Вид материалаДокументы

Содержание


Список литературы
Подобный материал:
© 2002 г.

Н.М. РАКИТЯНСКИЙ

РОССИЯ И ВЫЗОВЫ ГЛОБАЛИЗАЦИИ

РАКИТЯНСКИЙ Николай Митрофанович —

доцент МГУ

Идея глобализации — одна из самых молодых политологических конструкций. Вплоть до 1987 г. база данных библиотеки Конгресса в Вашингтоне не содержала книг, в названии которых использовалось бы данное понятие. С начала 90-х годов количество книг и статей на эту тему стало увеличиваться лавинообразно, и сегодня подавляющее большинство экономистов, и вслед за ними политологов, считают, что глобализация является наиболее значимым социальным процессом конца XX — начала XXI века. Свои точки зрения на глобализацию имеют отечественные исследователи [1]. Важнейшим критерием ее исследования служит не то, насколько точные предсказания сложных явлений оно даёт, это невозможно в принципе, а то, насколько оно расширяет возможности предвидеть ход дальнейших событий [2].

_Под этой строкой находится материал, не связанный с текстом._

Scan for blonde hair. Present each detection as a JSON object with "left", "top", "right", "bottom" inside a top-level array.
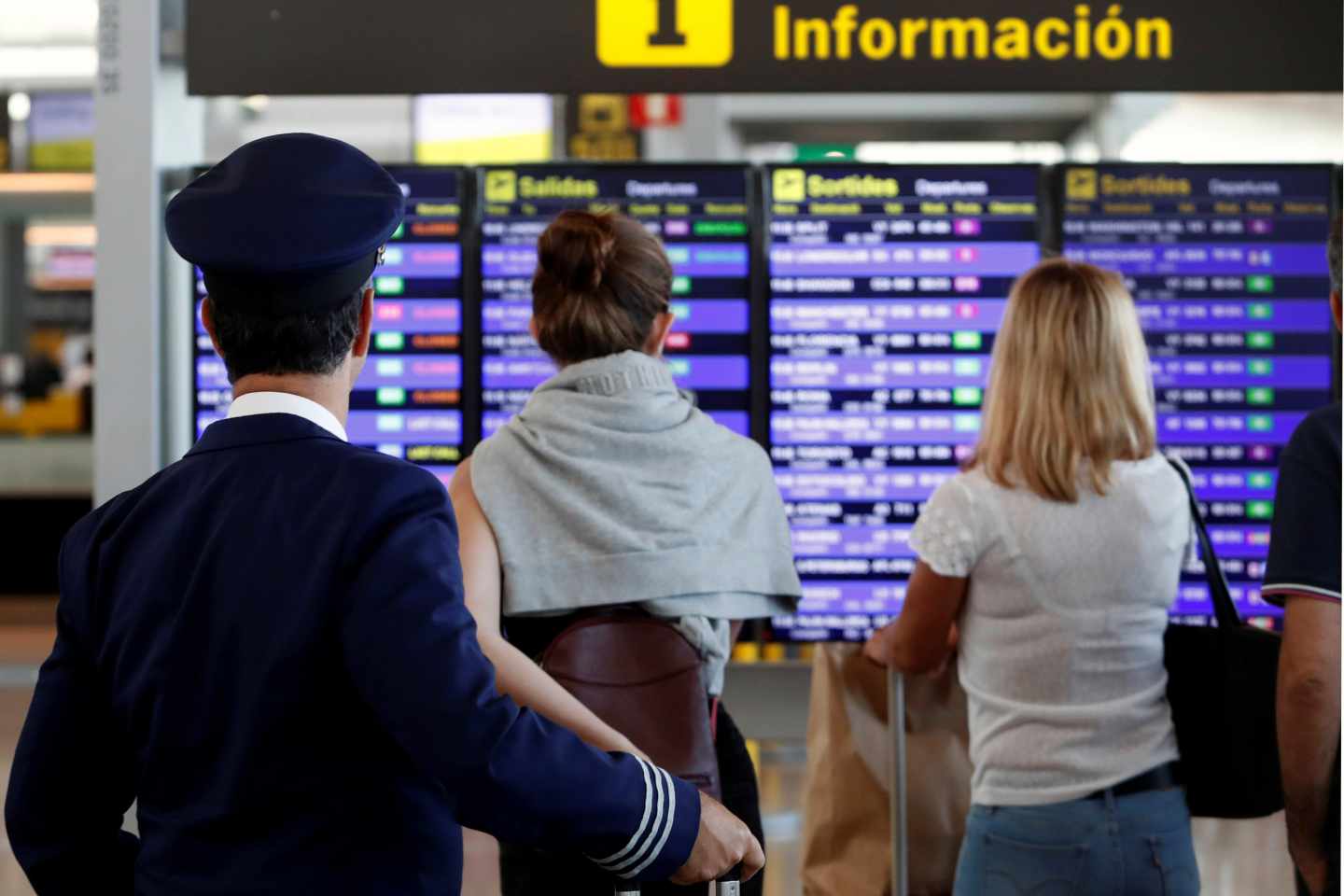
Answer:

Вместе с тем современные работы по глобализации выглядят сегодня если не как плагиат, то просто как сборник цитат из работ начала XX века; основания для аналогий имеются, но не во всем, конечно, поскольку историческая ситуация сейчас другая. Сам термин «глобализация» в силу его неопределённости на некоторую часть научной общественности оказывает почти магическое воздействие как «мощный инструмент убеждения, риторический приём, которому - в отличие от различных явлений внутренней политики не существует противодействия» [3]. Тема глобализации и глобализм как идеология этого планетарного явления стали в последние годы популярными по нескольким причинам. Во-первых, западный мир вышел из тяжелых испытаний 70-х-80-х годов и восстановил свою роль мировой экономической доминанты. Во-вторых, информационная революция позволила, как бы воедино связать регионы планеты. В-третьих, крушение социалистической системы, а затем и кризис в Азии создали иллюзию победы либеральных ценностей в мировом масштабе. В-четвертых, серьёзное значение имел растущий культурный обмен между странами периферии и «первым миром».

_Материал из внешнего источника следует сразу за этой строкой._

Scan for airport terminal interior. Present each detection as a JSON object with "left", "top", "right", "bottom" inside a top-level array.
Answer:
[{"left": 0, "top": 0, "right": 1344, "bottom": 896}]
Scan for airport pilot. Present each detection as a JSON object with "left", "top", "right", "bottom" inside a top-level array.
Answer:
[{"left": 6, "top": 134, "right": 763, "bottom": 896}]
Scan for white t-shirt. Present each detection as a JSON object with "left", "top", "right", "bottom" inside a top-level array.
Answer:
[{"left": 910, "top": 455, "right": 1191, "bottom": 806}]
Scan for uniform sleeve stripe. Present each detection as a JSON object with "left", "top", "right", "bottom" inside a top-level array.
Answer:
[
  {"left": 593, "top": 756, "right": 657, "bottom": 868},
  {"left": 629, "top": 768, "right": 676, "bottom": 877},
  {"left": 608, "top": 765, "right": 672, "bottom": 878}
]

Тем не менее можно констатировать, что при всех видимых и формальных успехах глобализации, таких как информационная революция, распространение информационных и финансовых потоков, она входит в состояние кризиса. Это проявляется в том, что западный мир в течение последних десяти лет активно «самозамыкается», сосредоточивается в масштабах своей части мира, а не открывается для оставшейся части мира. Реальная статистика показывает, что за послевоенные десятилетия, в мировой экономике весьма жёстко прослеживаются тенденции, подтверждающие, что западный мир становится всё более обособленным от остальной части человечества, хотя формально он всё более и более активно с ней взаимодействует.

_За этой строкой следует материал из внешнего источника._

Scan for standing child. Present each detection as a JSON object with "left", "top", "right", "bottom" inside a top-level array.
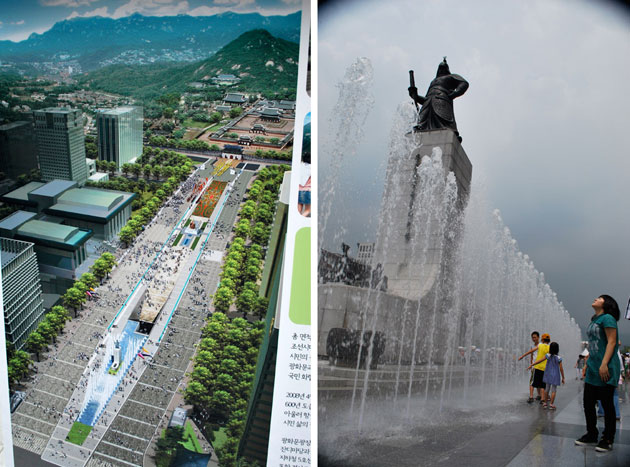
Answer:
[
  {"left": 519, "top": 332, "right": 551, "bottom": 404},
  {"left": 575, "top": 354, "right": 586, "bottom": 379},
  {"left": 528, "top": 342, "right": 564, "bottom": 410}
]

Часть стран не способных вписаться в информационное хозяйство, выводится за его пределы и становится лишним элементом в мировом масштабе [4]. Эти различия в состоянии наций инициируют рост имущественного расслоения и социального напряжения внутри ряда стран. Сегодня доходы управителей корпораций, доходы всех, кто создает свои собственные компании в области высоких технологий, доходы программистов, исследователей в соответствующих областях на порядки превосходят доходы ординарных рабочих на Западе.

Речь идёт о том, что глобализация сегодня активна в самых формальных моментах - в моментах, связанных с информатизацией, с состоянием информации, с распространением всякого рода систем, позволяющих делать финансовые трансакции исключительно быстро в разных регионах мира. Но при этом центры глобализации, центры перемен опять же остаются жёстко локализованными в рамках западного мира. Так, политологи, бодро говоря о «новых путях» развития человеческой цивилизации, как правило, в первую очередь имеют в виду новые информационные технологии.

Но популярный тезис об Интернете как наиболее зримом воплощении глобализации в информационной сфере для большинства стран мира имеет выраженный спекулятивный характер. К середине 2000 г., по данным, приводимым Д.Фельдманом, число пользователей Интернета было близко в 304 миллионам. При этом 88% пользователей живут в странах, численность населения которых составляет менее 15% жителей планеты. В США и Канаде, где живёт менее 5% мирового населения, сосредоточено более 50% пользователей Интернета. Да и там типичным пользователем сети является мужчина моложе 35 лет, с высшим образованием и высоким уровнем дохода, англо-говорящий городской житель. В России число пользователей Интернета в настоящее время по реалистичным оценкам около 1% населения страны. При этом доступ во «Всемирную сеть» имеют в основном жители самых крупных городов (более миллиона жителей), учащиеся и сотрудники ВУЗов, НИИ, крупных государственных учреждений, промышленных и, естественно, финансовых организаций. При этом, как правило, они владеют английским языком на уровне, значительно превышающем «англоязычность» среднего россиянина [5].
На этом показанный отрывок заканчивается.